Towards the end of the Second World War Hayward had been based in Cairo where he had met, and fallen in love with, Sophia Leonides. Once the war is over they return to Britain and plan to be married. In the meantime Sophia returns to her family home in one of London's suburbs. As is so often the case throughout Christie's novels, three generations of the Leonides family live together in the house owned by wealthy patriarch Aristide Leonides. Shortly after her return home, however, Astride is dead, and it soon transpires that he has been murdered. As a consequence of the prominence of the victim, Scotland Yard becomes involved in the investigation and, predictably, Hayward is asked to help out.

When I was about thirteen or fourteen I read dozens of Agatha Christie's novels, one after another, in that slightly obsessive manner that adolescent boys so often have. I enjoyed them but devoured them simply at face value. Re-reading this one nearly forty years later I now recognise that there was a lot of social comment in her depictions of domestic life. There is a wry, understated satire to her works. Her books are, however, redolent of their time. For instance, Christie is perfectly happy to describe Josephine, the younger sister of Sophia, as 'a fantastically ugly child'. I doubt whether any modern novelist would care to be so brutal.

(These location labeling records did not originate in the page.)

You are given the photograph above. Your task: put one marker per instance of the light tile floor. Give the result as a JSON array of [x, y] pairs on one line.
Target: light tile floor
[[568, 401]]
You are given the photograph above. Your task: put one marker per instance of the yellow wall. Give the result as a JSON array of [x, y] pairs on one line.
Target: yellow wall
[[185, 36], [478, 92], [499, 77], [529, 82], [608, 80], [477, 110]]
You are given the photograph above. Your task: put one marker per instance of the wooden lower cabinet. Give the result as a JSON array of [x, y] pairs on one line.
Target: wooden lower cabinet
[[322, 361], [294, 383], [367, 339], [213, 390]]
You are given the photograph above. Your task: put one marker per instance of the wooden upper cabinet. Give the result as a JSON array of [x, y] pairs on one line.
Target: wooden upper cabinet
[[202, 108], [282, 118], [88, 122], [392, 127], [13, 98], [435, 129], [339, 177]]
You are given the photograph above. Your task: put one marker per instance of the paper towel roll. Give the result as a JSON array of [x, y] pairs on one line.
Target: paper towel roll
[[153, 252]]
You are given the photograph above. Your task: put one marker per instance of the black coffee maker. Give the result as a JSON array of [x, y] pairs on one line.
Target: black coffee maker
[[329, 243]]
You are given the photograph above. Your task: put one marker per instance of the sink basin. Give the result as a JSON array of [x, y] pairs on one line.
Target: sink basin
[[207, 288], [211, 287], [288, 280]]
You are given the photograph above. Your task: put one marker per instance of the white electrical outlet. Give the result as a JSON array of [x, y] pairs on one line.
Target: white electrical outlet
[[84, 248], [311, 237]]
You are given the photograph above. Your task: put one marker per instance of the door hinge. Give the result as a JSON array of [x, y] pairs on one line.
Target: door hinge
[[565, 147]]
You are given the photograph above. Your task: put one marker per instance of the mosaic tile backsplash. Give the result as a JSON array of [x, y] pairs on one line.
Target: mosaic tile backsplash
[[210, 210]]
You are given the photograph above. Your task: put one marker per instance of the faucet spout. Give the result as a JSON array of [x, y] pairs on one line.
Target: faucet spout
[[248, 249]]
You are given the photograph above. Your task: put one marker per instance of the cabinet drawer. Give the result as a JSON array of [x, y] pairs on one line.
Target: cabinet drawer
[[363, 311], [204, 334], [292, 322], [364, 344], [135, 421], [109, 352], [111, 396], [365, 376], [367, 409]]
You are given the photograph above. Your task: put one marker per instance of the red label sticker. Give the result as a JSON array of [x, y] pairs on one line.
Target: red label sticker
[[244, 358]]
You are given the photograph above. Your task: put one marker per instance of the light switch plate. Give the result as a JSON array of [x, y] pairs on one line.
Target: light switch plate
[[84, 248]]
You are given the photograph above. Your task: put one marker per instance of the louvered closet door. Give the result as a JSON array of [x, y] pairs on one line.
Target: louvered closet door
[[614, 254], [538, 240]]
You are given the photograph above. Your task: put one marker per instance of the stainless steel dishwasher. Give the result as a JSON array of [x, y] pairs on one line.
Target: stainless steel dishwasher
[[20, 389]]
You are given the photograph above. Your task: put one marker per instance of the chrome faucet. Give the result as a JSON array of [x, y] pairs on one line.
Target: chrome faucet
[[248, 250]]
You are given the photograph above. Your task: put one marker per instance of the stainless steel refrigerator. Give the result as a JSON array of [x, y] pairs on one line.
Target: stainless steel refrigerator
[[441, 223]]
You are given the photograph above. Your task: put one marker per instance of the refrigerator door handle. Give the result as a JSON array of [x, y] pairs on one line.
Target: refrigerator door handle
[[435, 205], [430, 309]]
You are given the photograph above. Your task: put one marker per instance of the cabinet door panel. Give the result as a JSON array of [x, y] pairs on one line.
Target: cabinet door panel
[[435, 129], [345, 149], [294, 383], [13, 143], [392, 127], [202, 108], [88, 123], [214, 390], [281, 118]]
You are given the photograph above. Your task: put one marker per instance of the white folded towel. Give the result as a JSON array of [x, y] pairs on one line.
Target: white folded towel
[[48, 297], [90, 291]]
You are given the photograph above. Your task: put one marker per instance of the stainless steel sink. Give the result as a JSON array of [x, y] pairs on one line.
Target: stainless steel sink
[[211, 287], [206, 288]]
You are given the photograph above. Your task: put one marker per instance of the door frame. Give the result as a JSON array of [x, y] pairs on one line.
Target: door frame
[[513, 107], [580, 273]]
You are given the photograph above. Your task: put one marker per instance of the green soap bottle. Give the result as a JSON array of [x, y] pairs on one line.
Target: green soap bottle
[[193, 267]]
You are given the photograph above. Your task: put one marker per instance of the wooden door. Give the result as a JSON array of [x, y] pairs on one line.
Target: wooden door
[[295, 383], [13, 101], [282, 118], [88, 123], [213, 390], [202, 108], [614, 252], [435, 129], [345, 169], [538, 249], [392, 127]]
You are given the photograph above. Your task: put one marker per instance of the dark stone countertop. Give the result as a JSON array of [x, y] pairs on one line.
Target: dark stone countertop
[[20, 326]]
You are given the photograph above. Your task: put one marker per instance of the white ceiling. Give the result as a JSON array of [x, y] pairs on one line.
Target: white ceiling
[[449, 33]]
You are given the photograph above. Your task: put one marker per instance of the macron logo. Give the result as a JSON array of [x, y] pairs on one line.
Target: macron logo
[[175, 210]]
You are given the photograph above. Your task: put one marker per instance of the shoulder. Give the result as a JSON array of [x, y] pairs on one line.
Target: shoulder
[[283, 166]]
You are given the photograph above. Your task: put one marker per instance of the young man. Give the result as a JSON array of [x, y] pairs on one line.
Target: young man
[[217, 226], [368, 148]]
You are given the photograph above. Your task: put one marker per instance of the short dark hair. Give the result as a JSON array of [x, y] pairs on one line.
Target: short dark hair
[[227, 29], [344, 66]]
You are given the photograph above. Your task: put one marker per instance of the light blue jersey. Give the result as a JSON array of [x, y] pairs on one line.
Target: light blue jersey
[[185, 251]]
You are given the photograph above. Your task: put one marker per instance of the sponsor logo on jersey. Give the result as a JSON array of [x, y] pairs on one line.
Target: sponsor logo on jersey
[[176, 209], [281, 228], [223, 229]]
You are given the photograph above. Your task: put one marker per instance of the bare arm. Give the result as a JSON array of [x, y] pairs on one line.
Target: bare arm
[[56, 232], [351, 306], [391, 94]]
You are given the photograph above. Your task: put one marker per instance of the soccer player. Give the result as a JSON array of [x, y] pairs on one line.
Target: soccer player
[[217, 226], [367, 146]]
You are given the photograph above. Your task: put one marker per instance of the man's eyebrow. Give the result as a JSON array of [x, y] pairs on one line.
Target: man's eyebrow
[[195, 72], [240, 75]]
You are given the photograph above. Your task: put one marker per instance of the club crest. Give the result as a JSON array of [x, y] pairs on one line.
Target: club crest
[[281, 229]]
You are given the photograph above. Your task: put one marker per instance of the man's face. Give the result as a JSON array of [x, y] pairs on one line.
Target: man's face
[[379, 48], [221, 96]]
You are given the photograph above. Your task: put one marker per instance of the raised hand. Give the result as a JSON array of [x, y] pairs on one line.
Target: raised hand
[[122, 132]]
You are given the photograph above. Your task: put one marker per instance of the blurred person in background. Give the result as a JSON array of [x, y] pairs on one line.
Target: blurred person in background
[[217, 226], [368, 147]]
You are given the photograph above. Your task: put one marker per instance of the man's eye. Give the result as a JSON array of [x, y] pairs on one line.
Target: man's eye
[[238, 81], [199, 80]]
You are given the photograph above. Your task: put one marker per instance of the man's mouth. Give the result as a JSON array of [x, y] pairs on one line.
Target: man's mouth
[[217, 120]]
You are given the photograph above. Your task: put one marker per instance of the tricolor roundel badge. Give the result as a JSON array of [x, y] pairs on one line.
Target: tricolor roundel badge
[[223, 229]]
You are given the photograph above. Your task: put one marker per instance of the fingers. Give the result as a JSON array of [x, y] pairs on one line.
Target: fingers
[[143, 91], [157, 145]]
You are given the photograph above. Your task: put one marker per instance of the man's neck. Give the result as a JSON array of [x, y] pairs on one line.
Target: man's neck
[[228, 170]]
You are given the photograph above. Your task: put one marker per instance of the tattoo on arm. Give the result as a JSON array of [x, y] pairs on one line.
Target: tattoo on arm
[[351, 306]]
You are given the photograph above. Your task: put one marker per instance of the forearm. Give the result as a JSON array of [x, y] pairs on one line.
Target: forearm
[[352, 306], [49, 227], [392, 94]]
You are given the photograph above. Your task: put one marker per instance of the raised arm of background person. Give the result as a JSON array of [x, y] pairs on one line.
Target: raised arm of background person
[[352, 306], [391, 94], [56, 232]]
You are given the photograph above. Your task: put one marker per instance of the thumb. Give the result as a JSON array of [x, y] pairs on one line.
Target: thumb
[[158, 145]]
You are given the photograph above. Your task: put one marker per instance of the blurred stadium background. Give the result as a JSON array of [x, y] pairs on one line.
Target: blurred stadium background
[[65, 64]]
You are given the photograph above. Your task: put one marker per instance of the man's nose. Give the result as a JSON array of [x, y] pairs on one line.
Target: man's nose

Christie's prose is never glossy but she has an almost journalistic knack of telling the story with the minimum of fuss. Her characterisations may now seem slightly clichéd, but she always maintains a simple verisimilitude. It is, however, with her plotting that she holds the reader's attention. This book is certainly no exception. The plot is tightly constructed, and the denouement comes as rather a shock, though the clues were all there.

I was very glad to have revisited this novel after so long, and I may well try my hand at several more from her prolific output.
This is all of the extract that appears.